If you are building a complete VoIP platform, also consider pairing your RTP proxy with a SIP proxy like Kamailio or FreeSWITCH for full signaling control, or a WebRTC SFU like Janus for browser-based audio/video applications.
For additional media security, combining your RTP proxy with a TLS proxy like stunnel adds an extra encryption layer for inter-site media links.
Choosing the Right RTP Proxy
- RTPengine is the best choice for production VoIP deployments that need codec transcoding, SRTP, media recording, and kernel-level performance. Its extensive Kamailio integration and active development make it the industry standard.
- RTPproxy excels in simple relay scenarios where you need a lightweight, single-purpose media forwarder with minimal resource consumption. Ideal for small to medium deployments.
- Sippy B2BUA is optimal when you want an all-in-one SIP+B2BUA+RTP solution. Its Python-based architecture makes it highly customizable for carrier billing, routing, and accounting use cases.
Security Best Practices for RTP Media
Securing your RTP proxy deployment involves multiple layers. First, always enable SRTP encryption on RTPengine to prevent media eavesdropping. Configure firewall rules to restrict RTP port ranges (typically 10000-20000) to known SIP proxy IPs only. Use the ng protocol’s TLS mode instead of plain UDP for control channel communication between your SIP proxy and RTP engine.

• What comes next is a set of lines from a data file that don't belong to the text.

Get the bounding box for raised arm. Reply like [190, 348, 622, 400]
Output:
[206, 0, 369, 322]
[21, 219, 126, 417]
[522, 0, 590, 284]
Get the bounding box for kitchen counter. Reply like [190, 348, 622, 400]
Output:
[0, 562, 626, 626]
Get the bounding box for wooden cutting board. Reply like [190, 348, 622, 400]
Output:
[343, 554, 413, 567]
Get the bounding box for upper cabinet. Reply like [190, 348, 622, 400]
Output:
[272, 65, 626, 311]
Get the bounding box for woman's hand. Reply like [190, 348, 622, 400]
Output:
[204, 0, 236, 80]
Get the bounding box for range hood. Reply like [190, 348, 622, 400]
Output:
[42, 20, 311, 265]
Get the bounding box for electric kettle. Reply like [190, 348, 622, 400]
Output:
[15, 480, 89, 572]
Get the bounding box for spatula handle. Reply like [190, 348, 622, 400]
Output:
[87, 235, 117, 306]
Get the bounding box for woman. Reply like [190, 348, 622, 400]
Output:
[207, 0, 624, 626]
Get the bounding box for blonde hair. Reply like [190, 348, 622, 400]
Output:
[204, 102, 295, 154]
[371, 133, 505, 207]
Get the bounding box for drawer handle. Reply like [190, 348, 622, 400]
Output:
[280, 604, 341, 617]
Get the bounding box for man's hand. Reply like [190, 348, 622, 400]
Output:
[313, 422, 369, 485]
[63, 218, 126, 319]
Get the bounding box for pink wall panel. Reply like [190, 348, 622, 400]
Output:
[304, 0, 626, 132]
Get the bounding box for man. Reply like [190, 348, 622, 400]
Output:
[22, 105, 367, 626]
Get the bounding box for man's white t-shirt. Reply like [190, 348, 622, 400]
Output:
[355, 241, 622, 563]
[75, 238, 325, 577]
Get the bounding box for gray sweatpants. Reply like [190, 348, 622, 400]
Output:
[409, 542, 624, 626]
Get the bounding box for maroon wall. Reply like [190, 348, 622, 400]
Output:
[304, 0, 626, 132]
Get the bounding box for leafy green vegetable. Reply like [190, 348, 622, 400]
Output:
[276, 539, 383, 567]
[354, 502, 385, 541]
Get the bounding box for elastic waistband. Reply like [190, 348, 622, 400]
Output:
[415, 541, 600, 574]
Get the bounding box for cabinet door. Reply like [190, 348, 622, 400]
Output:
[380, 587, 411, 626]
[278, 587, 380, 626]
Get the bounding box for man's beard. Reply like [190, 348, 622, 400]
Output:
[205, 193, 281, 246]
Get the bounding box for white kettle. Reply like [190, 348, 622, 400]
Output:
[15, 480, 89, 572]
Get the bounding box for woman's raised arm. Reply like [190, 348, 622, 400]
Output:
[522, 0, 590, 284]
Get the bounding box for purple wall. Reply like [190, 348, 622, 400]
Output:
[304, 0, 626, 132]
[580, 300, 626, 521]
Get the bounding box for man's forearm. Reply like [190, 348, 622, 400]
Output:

For compliance scenarios requiring call recording, RTPengine’s PCAP recording feature captures both RTP and RTCP streams with correlation IDs that link back to SIP call legs. Store recordings on encrypted volumes with strict access controls. Implement log rotation and automated retention policies to manage storage consumption — a busy VoIP platform generates gigabytes of PCAP data daily.
Network-level security should include rate limiting on the ng protocol port to prevent abuse, and binding the control interface to localhost when the SIP proxy runs on the same machine. For distributed deployments across multiple data centers, use IPsec or WireGuard tunnels to protect inter-site RTP proxy traffic.
FAQ
What is the difference between a SIP proxy and an RTP proxy?
A SIP proxy handles call signaling — routing INVITE, BYE, and other SIP messages between endpoints. An RTP proxy handles the actual media stream (voice and video data) that flows after the call is established. They work together but serve completely different roles in a VoIP architecture.
Do I need an RTP proxy for internal calls?
If all endpoints are on the same network without NAT, you may not need an RTP proxy since media can flow directly peer-to-peer. However, for recording, transcoding, or monitoring purposes, routing media through an RTP proxy is still recommended.
Can RTPengine transcode between any codecs?
RTPengine supports transcoding between most common VoIP codecs including G.711 (A-law/μ-law), Opus, G.722, G.729, AMR, AMR-WB, and video codecs like VP8 and H.264. However, transcoding is CPU-intensive — plan your hardware accordingly.
How many concurrent calls can a single RTP proxy handle?
RTPengine with its kernel module can handle 100,000+ concurrent RTP streams on a single commodity server. RTPproxy without kernel support typically handles 10,000-30,000 calls depending on CPU and network throughput.
Does RTPproxy support SRTP encryption?
Standard RTPproxy does not support SRTP natively. If you need encrypted media, RTPengine is the recommended choice as it has full SRTP/SRTCP encryption and decryption support.
Can I use RTPengine with Asterisk?
Yes, RTPengine integrates with Asterisk via the chan_rtpengine module. It can replace Asterisk’s built-in media handling, providing better performance and additional features like transcoding and recording.